Dans chaque région dans le cadre de la mise en œuvre de la loi d'avril 2016, les déléguées régionales aux droits des femmes ont fait appel à l'association pour la réalisation de diagnostics territoriaux.
Forte des constats sur la situation des quatre départements bretons, une antenne de l'ADN est présente depuis 2020 à Brest et Rennes. Prostitution numérique, manque d'hébergement, diminution des moyens financiers... les freins sont nombreux pour une réelle application de la loi.
Eclairage avec Romain Guigny, chef de service de l'antenne régionale.
Quelles particularités présente la prostitution en Bretagne ?
Avant notre diagnostic, il existait une sorte de croyance que la prostitution n'était pas présente en Bretagne. En réalité, nous avons fait plusieurs grands constats. Oui, la prostitution est bien là que se soit dans les villes ou dans les territoires ruraux, mais elle est peu visible parce que majoritairement numérique. C'est ce qu'on appelle une prostitution de précarité, issue du développement de la précarité chez les femmes, précarité sociale ou financière bien sûr mais aussi précarité du logement où la prostitution devient une monnaie d'échange. Dans les représentations collectives, ce n'est pas vraiment de la prostitution donc bien souvent elle est difficilement identifiable. Enfin, nous constatons une très forte exploitation sexuelle des mineur.e.s.
La violence prostitutionnelle est genrée ; dans l'immense majorité les victimes sont des femmes et les clients sont des hommes. Parmi ces femmes, trois grands parcours de vie se dessinent : des personnes originaires d'Amérique du sud, des personnes originaires d'Afrique centrale et des personnes françaises de moins de 25 ans. Chacune a des problématiques et des attentes différentes. Nous constatons par ailleurs, un très fort rajeunissement des personnes que nous rencontrons.
Comment s'organise l'ADN en Bretagne et quelles sont ses missions ?
L'Amicale du Nid Bretagne existe depuis octobre 2020. Aujourd'hui, nous avons deux antennes qui travaillent chacune sur deux départements. Celle de Brest s'occupe du Finistère et du Morbihan ; celle de Rennes s'occupe de l'Ille-et-Vilaine et des Côtes d'Armor. Nous accompagnons toutes les victimes ayant été ou étant actuellement en situation de prostitution mais aussi celles qui présentent des risques de le devenir.
Nous faisons aussi des actions de prévention et de sensibilisation notamment en milieu scolaire par la déconstruction des représentations et des interventions sur la vie affective, relationnelle et sexuelle.
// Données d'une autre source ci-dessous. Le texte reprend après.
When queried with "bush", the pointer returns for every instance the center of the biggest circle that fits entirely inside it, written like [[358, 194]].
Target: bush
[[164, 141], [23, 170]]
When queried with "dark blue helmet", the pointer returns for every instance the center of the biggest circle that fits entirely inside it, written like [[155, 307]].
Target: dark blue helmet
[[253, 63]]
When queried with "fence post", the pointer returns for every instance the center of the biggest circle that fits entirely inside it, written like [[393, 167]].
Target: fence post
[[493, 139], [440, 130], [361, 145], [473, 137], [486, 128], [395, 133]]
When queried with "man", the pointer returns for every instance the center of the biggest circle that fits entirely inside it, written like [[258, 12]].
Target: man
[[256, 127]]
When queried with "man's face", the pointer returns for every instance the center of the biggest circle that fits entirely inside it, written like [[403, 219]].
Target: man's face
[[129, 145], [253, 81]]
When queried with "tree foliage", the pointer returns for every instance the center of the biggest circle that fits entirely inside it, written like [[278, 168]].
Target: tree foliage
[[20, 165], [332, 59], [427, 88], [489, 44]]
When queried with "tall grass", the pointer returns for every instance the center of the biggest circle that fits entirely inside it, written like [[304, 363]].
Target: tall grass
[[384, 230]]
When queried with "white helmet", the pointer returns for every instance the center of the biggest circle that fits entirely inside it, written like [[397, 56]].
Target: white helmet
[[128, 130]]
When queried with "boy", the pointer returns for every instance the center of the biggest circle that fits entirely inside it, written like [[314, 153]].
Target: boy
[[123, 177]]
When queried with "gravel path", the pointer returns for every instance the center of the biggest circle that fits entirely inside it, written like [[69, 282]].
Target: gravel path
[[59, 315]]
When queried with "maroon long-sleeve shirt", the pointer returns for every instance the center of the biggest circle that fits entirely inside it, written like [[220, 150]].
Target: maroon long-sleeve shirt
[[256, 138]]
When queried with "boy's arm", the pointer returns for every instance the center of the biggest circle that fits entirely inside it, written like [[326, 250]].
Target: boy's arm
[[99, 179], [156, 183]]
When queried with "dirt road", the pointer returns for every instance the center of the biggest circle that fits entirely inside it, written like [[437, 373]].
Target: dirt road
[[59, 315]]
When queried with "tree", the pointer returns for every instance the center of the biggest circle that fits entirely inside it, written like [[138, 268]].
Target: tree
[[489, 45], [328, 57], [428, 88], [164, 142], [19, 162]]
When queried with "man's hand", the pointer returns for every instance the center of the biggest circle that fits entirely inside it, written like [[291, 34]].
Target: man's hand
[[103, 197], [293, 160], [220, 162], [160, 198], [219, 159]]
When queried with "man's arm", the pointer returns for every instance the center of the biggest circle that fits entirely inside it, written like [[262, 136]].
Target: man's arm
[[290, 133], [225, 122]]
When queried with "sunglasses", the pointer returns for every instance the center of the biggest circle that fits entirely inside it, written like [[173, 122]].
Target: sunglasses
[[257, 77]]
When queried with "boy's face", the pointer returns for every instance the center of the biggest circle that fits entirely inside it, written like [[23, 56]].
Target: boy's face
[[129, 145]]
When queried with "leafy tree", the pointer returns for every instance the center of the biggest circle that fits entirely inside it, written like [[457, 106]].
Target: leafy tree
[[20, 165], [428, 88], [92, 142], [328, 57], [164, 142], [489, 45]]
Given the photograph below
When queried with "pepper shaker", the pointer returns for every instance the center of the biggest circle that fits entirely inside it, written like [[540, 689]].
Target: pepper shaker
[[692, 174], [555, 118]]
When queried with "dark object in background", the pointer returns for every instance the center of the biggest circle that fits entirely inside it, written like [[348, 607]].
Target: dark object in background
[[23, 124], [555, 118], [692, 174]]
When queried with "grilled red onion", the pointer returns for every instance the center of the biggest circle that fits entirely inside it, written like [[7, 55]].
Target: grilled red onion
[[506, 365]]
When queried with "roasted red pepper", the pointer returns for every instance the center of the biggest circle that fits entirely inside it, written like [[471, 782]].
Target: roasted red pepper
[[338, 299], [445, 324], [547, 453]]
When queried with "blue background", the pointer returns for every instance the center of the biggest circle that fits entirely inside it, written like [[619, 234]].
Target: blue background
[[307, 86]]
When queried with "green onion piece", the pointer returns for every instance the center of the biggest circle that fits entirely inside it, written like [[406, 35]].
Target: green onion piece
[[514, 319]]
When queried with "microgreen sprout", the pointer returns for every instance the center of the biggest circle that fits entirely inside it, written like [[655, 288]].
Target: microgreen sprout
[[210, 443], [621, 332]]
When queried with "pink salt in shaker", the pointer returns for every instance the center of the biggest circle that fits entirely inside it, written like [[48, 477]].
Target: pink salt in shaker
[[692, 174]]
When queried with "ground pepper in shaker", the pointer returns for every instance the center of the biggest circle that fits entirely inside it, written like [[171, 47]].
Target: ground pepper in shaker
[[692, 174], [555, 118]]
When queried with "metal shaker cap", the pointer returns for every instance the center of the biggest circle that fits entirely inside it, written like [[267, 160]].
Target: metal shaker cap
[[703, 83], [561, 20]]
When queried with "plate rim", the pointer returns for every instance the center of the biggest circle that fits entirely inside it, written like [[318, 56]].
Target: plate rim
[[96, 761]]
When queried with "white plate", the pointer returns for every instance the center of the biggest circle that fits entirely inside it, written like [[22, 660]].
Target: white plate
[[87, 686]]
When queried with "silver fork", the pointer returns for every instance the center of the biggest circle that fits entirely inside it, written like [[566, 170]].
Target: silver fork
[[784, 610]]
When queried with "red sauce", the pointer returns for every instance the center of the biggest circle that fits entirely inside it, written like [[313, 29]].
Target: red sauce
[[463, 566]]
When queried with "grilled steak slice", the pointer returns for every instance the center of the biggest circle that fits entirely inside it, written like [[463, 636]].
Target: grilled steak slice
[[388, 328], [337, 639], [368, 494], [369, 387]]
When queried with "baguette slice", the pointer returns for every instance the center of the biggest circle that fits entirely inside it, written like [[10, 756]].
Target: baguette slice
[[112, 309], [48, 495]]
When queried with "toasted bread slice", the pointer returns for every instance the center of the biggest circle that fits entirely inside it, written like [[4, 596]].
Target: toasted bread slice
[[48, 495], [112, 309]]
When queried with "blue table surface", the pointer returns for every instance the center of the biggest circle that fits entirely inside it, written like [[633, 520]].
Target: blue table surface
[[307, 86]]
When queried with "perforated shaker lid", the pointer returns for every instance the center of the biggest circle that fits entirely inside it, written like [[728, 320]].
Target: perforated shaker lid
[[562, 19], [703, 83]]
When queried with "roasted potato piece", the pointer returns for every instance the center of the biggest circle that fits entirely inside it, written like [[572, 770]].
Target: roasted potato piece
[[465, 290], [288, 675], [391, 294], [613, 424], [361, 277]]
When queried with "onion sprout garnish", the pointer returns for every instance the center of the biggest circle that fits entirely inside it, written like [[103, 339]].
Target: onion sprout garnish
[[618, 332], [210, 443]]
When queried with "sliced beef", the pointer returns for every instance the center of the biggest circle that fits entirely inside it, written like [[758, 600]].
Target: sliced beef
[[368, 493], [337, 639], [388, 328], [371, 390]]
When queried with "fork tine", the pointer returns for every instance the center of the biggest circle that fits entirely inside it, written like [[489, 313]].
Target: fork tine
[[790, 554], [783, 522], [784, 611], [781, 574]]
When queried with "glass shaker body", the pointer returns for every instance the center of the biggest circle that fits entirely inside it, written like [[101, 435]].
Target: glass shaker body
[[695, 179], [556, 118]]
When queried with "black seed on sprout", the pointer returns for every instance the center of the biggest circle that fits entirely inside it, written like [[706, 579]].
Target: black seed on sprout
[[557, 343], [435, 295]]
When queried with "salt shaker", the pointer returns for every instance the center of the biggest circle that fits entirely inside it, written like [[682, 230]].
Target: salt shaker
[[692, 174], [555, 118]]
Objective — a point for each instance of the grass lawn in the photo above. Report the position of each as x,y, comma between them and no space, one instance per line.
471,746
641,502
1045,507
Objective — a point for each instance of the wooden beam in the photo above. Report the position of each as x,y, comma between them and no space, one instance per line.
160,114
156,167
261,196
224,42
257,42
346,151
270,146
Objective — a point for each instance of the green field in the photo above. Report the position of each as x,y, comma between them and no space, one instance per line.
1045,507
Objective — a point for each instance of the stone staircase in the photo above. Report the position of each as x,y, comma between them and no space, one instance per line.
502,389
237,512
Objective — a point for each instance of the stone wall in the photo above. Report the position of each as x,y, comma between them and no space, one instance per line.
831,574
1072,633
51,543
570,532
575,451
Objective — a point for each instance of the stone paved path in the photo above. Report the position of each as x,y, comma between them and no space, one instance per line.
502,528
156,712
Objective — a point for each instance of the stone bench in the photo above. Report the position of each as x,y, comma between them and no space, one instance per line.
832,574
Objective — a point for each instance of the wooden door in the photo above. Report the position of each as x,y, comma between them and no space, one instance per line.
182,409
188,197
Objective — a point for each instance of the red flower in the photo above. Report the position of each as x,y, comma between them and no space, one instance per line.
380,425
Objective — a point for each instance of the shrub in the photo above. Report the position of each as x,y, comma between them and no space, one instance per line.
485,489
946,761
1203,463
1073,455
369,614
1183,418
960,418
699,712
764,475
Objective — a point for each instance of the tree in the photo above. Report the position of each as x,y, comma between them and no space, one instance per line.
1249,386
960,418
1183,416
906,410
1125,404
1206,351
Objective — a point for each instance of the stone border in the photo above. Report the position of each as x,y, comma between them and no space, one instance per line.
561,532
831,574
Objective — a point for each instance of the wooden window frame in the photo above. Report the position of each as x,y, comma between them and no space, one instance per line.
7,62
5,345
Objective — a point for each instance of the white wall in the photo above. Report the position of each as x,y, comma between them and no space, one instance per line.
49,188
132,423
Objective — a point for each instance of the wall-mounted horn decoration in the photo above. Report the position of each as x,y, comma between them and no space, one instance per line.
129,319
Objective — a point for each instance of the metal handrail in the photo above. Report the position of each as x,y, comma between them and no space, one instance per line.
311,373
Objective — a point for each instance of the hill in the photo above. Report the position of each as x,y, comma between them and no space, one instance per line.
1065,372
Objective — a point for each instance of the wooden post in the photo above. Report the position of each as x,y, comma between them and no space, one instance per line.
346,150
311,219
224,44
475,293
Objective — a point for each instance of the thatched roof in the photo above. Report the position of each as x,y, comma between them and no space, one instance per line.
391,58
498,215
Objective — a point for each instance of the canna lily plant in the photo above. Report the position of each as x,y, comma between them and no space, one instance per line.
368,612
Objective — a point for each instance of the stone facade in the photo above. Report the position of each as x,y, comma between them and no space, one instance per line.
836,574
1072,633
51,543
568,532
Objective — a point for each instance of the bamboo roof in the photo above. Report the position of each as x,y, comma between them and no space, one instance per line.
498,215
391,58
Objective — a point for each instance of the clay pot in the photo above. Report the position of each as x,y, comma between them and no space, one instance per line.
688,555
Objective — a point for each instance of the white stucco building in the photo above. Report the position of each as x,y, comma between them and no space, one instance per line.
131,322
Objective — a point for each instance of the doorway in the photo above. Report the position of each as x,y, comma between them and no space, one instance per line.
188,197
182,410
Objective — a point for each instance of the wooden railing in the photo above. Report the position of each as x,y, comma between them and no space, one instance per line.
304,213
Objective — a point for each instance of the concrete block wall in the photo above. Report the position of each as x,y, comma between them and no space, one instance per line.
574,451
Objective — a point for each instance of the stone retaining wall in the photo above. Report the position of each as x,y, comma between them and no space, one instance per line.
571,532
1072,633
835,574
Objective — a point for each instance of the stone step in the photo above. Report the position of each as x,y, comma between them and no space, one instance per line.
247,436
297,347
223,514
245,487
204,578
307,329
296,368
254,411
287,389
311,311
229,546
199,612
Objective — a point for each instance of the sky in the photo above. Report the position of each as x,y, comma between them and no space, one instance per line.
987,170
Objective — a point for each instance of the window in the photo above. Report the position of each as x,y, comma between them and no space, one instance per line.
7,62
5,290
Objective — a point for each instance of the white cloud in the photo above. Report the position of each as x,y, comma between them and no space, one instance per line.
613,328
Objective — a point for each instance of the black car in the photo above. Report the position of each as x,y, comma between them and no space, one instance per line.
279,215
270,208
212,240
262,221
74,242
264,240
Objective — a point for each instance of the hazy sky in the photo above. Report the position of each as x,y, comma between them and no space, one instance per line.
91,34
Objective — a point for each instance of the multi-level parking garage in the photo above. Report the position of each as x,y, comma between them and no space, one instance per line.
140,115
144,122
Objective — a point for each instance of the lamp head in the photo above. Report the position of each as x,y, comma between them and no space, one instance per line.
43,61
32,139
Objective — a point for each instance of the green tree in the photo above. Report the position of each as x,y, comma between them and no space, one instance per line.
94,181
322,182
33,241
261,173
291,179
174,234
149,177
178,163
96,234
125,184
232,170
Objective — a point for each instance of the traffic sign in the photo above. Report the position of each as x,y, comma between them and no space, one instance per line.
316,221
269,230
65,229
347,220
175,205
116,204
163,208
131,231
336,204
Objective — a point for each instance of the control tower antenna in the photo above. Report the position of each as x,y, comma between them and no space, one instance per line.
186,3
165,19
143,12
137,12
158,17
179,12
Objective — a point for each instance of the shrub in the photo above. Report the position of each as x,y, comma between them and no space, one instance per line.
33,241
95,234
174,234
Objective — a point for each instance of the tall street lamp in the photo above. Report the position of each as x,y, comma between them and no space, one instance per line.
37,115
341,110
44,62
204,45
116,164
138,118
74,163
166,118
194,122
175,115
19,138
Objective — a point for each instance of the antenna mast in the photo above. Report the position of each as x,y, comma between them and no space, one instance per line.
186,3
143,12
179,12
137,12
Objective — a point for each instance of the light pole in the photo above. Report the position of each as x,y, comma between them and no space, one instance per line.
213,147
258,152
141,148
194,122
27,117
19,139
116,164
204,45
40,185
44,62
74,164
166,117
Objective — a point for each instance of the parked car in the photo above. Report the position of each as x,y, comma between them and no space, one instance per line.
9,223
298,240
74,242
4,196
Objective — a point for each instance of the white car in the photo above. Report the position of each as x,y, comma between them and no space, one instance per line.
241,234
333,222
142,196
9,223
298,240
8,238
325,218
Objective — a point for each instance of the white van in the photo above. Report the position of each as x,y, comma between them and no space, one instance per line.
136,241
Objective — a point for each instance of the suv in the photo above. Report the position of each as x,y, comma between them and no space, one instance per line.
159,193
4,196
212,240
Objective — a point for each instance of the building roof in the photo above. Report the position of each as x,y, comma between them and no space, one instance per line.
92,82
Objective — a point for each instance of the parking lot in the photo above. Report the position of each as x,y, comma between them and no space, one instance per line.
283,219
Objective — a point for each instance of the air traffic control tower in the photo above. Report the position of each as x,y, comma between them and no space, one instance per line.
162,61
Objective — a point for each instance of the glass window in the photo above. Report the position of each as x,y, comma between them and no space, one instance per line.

Enfin, nous assurons des formations auprès des professionnel.le.s pour déconstruire leur regard et apporter des informations sur le cadre légal, les éléments de repérage et les pistes d'accompagnement.
Sur le terrain, quels sont vos moyens d'actions ?
Nous avons dû nous adapter à la physionomie de la prostitution d'aujourd'hui qui passe majoritairement par Internet. Nous avons remplacé les maraudes de rues par des maraudes numériques. Il existe pléthore de sites qui mettent en lien les clients et les personnes en situation de prostitution ; nous allons sur ces sites pour donner de l'information à ces personnes sur leurs droits et leur proposer, si elles le souhaitent, de nous rencontrer.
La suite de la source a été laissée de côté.